The trial court stated that it had given the Romero motion a great deal of thought. It noted that: appellant had previously been convicted of multiple crimes, including 13 robberies or attempted robberies in 1991; the previous 21-year sentence did not deter appellant from committing robberies again; the current crimes were planned and premeditated over a period of time; the victims were terrified during the robberies; the repetitive nature of the robberies indicated that appellant is a danger to the public; and imprisonment of appellant was necessary to protect the public. The trial court then declined to strike any priors. We conclude that the trial court was well aware of its discretion to strike appellant’s priors, and that it acted within its discretion in determining that appellant did not fall outside the Three Strikes parameters.

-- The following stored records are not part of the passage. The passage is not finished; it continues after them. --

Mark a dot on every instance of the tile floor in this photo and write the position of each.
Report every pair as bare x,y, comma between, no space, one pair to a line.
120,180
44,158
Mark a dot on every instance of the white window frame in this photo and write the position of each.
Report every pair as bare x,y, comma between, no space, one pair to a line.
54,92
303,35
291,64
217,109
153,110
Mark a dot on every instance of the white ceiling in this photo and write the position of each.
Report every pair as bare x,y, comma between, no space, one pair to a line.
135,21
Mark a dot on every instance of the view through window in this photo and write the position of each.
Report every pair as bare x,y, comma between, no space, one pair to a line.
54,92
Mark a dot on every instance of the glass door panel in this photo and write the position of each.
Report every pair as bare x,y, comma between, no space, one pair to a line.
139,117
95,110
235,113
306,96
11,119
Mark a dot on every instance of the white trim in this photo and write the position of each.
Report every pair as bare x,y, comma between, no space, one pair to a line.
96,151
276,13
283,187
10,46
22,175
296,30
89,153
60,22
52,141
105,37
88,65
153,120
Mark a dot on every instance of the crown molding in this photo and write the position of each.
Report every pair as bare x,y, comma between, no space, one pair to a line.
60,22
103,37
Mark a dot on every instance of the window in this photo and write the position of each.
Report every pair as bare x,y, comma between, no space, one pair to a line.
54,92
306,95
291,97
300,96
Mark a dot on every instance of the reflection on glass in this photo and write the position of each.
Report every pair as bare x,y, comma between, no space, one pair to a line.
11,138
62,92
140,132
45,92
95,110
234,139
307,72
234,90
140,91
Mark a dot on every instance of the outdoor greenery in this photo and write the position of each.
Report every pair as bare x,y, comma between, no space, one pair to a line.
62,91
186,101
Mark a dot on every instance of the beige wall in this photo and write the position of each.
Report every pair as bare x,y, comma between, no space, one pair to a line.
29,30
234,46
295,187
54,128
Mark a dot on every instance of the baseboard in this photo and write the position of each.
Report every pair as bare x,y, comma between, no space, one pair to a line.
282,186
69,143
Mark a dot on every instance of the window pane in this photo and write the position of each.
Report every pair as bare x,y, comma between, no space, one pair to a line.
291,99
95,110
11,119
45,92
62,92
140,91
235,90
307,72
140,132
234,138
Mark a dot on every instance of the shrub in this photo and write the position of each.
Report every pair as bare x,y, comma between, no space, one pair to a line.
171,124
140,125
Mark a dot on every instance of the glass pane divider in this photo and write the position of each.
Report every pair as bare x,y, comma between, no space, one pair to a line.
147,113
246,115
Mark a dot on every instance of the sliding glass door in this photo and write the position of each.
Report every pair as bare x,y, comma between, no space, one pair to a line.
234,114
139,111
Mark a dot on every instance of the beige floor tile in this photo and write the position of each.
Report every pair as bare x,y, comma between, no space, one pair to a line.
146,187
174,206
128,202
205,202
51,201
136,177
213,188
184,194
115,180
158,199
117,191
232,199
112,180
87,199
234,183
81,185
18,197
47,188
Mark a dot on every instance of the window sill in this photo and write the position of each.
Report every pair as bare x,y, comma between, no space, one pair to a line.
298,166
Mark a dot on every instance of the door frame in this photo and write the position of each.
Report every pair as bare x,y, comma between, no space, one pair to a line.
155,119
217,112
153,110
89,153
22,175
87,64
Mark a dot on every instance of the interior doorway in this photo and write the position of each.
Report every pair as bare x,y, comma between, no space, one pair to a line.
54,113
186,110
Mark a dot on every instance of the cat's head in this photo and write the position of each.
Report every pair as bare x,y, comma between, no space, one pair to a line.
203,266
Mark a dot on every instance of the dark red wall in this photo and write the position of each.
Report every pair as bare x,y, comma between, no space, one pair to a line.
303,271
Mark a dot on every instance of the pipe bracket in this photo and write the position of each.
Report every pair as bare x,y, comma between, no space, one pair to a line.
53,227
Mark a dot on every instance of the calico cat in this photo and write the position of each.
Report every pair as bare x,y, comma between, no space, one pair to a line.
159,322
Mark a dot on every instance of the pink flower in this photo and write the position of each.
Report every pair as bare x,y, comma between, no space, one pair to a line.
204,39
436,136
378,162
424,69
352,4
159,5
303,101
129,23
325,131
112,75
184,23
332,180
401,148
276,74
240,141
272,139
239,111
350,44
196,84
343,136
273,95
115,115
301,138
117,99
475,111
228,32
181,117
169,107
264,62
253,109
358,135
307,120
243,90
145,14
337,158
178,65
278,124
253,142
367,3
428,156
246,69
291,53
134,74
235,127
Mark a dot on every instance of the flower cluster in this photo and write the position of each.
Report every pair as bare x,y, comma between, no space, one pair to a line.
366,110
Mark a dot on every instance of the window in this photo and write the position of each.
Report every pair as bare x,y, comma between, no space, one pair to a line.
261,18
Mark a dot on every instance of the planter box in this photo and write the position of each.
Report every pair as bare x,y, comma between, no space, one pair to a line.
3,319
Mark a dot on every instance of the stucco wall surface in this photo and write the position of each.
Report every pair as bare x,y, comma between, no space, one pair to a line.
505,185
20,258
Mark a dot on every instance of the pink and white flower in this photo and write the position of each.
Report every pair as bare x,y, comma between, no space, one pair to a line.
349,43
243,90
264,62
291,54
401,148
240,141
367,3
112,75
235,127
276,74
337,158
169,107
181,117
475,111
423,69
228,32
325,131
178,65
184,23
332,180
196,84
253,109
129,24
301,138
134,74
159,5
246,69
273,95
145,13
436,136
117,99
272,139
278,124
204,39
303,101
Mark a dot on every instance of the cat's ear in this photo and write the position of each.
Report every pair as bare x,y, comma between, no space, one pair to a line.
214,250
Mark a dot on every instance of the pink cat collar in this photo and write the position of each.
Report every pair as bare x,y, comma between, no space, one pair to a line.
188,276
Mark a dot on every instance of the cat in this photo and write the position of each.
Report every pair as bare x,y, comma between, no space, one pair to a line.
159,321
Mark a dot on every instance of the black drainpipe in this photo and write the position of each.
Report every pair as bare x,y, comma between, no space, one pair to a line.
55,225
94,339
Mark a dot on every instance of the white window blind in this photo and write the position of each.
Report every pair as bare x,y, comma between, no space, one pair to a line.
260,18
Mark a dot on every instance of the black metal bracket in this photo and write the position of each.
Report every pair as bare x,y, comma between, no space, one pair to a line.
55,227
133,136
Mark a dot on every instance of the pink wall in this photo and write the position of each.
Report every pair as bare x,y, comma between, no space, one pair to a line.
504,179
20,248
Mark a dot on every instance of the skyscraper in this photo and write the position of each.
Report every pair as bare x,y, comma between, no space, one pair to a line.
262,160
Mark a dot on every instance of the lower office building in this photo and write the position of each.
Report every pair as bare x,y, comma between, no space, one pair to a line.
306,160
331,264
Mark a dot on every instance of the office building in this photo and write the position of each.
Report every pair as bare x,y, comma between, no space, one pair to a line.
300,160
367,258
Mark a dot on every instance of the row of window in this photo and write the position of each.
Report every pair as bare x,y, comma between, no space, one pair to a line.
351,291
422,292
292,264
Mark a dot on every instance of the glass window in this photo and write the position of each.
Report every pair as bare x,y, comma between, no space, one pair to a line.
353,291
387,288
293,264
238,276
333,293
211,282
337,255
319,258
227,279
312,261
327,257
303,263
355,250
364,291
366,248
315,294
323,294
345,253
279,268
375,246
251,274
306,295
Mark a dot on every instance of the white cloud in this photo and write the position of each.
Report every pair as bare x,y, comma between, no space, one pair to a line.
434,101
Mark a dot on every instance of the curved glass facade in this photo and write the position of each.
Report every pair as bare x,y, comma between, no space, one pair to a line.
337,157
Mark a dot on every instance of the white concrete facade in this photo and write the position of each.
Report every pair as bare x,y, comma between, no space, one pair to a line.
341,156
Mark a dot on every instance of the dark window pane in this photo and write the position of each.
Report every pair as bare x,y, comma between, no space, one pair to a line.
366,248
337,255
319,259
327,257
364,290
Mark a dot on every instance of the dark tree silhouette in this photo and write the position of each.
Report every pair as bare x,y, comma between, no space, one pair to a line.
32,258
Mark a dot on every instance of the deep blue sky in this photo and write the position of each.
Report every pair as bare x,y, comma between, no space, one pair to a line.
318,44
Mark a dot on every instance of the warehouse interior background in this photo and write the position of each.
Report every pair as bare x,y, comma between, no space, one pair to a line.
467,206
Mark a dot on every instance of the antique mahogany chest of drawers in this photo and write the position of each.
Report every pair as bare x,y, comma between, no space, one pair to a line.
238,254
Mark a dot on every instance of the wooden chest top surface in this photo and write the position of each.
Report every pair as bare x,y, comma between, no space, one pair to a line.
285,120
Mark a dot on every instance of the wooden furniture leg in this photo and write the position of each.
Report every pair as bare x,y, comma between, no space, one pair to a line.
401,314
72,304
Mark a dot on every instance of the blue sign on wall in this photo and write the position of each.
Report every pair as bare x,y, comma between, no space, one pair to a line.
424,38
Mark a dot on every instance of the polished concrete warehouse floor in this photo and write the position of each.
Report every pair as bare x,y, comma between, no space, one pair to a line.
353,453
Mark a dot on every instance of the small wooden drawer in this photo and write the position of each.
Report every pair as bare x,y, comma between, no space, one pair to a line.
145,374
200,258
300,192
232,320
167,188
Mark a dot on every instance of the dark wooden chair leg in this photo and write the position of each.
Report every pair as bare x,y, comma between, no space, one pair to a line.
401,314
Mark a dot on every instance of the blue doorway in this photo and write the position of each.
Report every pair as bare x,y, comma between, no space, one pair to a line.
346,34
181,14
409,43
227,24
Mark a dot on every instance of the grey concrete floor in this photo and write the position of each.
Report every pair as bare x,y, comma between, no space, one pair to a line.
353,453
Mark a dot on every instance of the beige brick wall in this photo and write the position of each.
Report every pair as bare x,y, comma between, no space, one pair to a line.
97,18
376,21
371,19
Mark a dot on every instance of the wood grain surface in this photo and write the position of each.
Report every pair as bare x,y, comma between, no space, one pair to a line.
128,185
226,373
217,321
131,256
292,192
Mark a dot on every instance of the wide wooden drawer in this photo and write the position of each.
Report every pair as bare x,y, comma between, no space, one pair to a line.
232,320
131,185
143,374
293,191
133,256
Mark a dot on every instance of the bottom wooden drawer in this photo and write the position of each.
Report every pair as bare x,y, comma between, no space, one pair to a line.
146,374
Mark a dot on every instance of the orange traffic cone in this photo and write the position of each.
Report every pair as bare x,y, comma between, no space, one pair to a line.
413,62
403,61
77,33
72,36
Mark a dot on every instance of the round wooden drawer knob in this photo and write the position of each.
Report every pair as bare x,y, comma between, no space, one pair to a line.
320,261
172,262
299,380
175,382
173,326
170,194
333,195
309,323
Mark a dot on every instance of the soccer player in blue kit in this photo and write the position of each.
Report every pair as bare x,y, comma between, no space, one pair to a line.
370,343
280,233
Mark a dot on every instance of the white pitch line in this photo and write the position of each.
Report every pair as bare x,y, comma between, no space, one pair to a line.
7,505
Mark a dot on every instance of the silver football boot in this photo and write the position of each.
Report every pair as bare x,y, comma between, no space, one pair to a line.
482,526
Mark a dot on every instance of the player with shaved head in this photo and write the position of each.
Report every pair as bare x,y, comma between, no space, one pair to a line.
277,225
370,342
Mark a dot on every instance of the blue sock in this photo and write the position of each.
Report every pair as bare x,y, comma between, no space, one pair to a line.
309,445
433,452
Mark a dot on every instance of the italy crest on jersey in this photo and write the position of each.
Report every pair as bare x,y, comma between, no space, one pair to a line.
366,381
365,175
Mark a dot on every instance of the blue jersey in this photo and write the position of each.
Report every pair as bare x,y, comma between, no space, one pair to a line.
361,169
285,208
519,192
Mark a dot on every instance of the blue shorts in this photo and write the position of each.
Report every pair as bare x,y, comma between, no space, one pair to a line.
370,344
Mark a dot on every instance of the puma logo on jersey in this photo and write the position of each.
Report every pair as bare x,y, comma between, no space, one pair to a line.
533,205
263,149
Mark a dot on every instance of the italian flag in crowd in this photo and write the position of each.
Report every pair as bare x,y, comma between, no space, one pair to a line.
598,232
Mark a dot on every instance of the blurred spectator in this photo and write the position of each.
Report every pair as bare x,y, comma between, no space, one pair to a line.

We disagree with appellant’s argument that because the trial court stated that the maximum sentence under a second strike would be 28 years rather than 29 years under the proper calculation, it misunderstood the scope of its authority. Appellant convinces us only that the trial court either misspoke or made an error in addition. Nor are we persuaded that the trial court did not understand its discretion because it should have, but did not consider its authority to strike prior convictions on a count-by-count basis. Appellant contends the trial court did not consider the possibility of imposing a three-strike sentence on count 2 (25 years to life), striking all but one of the prior strikes, and then imposing a consecutive term of one-third the middle term doubled (two years) on each of the remaining seven counts of conviction, plus a consecutive term of five years for the section 667, subdivision (a)(1) enhancement, resulting in an indeterminate term of 44 years to life. We are not convinced that appellant has affirmatively shown that the trial court was unaware of its discretion to strike prior convictions or abused its discretion in concluding that appellant did not fall outside the spirit of the Three Strikes law simply because the trial court did not lay out all alternative sentencing schemes.
We conclude that the trial court did not abuse its discretion in denying appellant’s motion to strike prior convictions under Romero.
III. The abstract of judgment should be corrected
Appellant contends, and the People concede, that while the abstract of judgment indicates appellant committed each of his current crimes in 2003, the record shows he committed the crimes in counts 8 through 12 in 2004.
We agree that the trial court must be ordered to amend the abstract of judgment to state that appellant committed the crimes in counts 8 through 12 in 2004. (People v. Mitchell (2001) 26 Cal.4th 181, 188.)
DISPOSITION
The matter is remanded with directions to the trial court to correct the abstract of judgment to reflect that appellant committed the crimes in counts 8 through 12 in 2004. In all other respects, the judgment is affirmed.
We concur: DOI TODD, Acting P. J., ASHMANN-GERST, J.